I have two girls 11 and 9-1/2. I brought one of those books, made for young girls that talk about the body, puberty, etc. I was not ready either and the book broke the ice. I researched online, and then went into store to glance/speed read the book before giving it to her/them. But she's at the age where her menstrual can begin at any time, and U want Your daughter to be knowledgeable and educated based on what You taught her. Not something she learns from outside your home. But I also emphasize that sex/having kids are for adults. They need to wait until after college and being married to have kids or a serious committed relationship for that matter.
Hey M.. I do think she is too young at this time. Just give her a little kid around talk for a while, but I did not talk with my daughters until they were 12 years old. They hear alot, good and bad, but they know alot more then you think. I have a 18 year old and a 16 year old, and have a very good realationship. I just think I would wait for another year at least before I TALKED to her about conception or any kind of sex relations at all. Kim
My husband and I have 4 kids and with the three older ones we have had "the talk" when they were 10. My youngest will be 10 in a few years and will have "the talk" then too. Good Luck and your daughter (while it may be embarrassing now) will appreciate the fact that you told her and not someone else.

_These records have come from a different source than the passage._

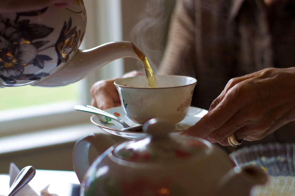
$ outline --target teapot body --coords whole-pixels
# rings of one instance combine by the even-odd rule
[[[31,84],[50,76],[78,50],[84,35],[83,0],[23,13],[0,13],[0,87]]]
[[[112,147],[89,167],[81,195],[214,195],[219,180],[234,165],[225,152],[204,141],[206,149],[202,154],[187,159],[187,155],[178,152],[177,160],[165,163],[153,160],[159,158],[152,152],[143,158],[133,155],[131,161],[122,160],[114,155]],[[143,163],[134,162],[142,158]]]
[[[236,166],[217,146],[169,133],[174,126],[153,119],[144,124],[149,136],[142,139],[117,144],[94,134],[78,140],[73,162],[81,195],[249,196],[252,186],[266,181],[261,169]],[[104,152],[89,166],[91,144]]]

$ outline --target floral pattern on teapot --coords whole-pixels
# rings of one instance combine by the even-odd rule
[[[107,174],[96,179],[95,182],[85,190],[85,195],[100,195],[97,192],[98,185],[101,189],[100,189],[100,192],[103,192],[106,195],[187,195],[184,189],[170,179],[155,181],[141,177],[128,180],[118,179]],[[114,187],[116,188],[113,188]]]
[[[167,163],[182,161],[183,159],[204,153],[207,148],[203,143],[195,140],[189,139],[185,143],[183,140],[176,139],[176,142],[169,143],[158,143],[153,139],[149,137],[131,143],[118,151],[115,151],[116,156],[132,162]],[[183,148],[184,146],[185,148]]]
[[[81,0],[77,1],[78,4],[81,3]],[[56,42],[47,45],[51,40],[46,38],[54,28],[31,23],[27,19],[44,14],[48,8],[17,13],[14,20],[0,14],[0,78],[7,86],[15,84],[16,80],[37,81],[49,76],[49,73],[42,71],[45,62],[53,60],[53,58],[42,54],[42,51],[55,47],[58,56],[56,63],[58,66],[66,62],[69,55],[80,46],[84,35],[76,30],[76,27],[72,26],[71,18],[64,22]],[[22,19],[22,17],[25,18]],[[25,73],[25,68],[30,65],[40,69],[40,71],[37,73]]]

Please tell her more than my Mom told me. Nothing. Just not to sit on boys laps. Pitiful, isn't it?
I think children should know about sex and where babies come from as soon as you think they will comprehend the conversation. You don't have to be graphic. I would be truthful and in a manner that can be explained delicately. The bigger deal you make of it, the worse a child will feel about the whole thing.
I do not feel it is too soon... Your daughter is old enough to begin her cycle. I was ten when I began mine. As long as everyone is open about it, and you promote that if you have an 'open door' to her, she will at least be comfortable to come to you instead of going elsewhere to learn.
Ask yourself "Would I rather I tell her enough to make us both satisfied, or would I rather her friends tell her?"...
It amazes me still what I know went around school at that age and I am sure still does.
Be calm, be patient... most of all, breath if you speak with her. It will be okay. :)
I have a daughter who is 13 now, but I had the talk with her at 9 years of age. Kids hear so much about sex from outside the home that it is important for parents to inform their kids so that these kids don't get misinformed. I don't find it the most easy subject to talk about, but it is part of life and we as parents need to keep the communication channels open with our kids so that they can feel comfortable talking to us about anything including sex and drugs. One thing that I stressed to my daughter was that sex is a very powerful emotional feeling that you need to fully understand because it can majorly change your life forever.
My 9yo is already having the hormonal mood swings so no, it's not too soon! We haven't had the whole 'talk' yet, but we have talked about the chemicals in her body called hormones and how they can affect how she's feeling emotionally -- and how that coincides with Mom's hormonal swings, so we need to work on getting along during that time, lol. She's seen me go through two pregnancies since she was 5, tho, so we have a starting ground. We're Christians, so we come from the standpoint that God designed a part of your body to make babies, and this is part of the process. I try to stay very simple and matter-of-fact about it, b/c I don't want her to feel like I don't want to talk about it and the go elsewhere for her information.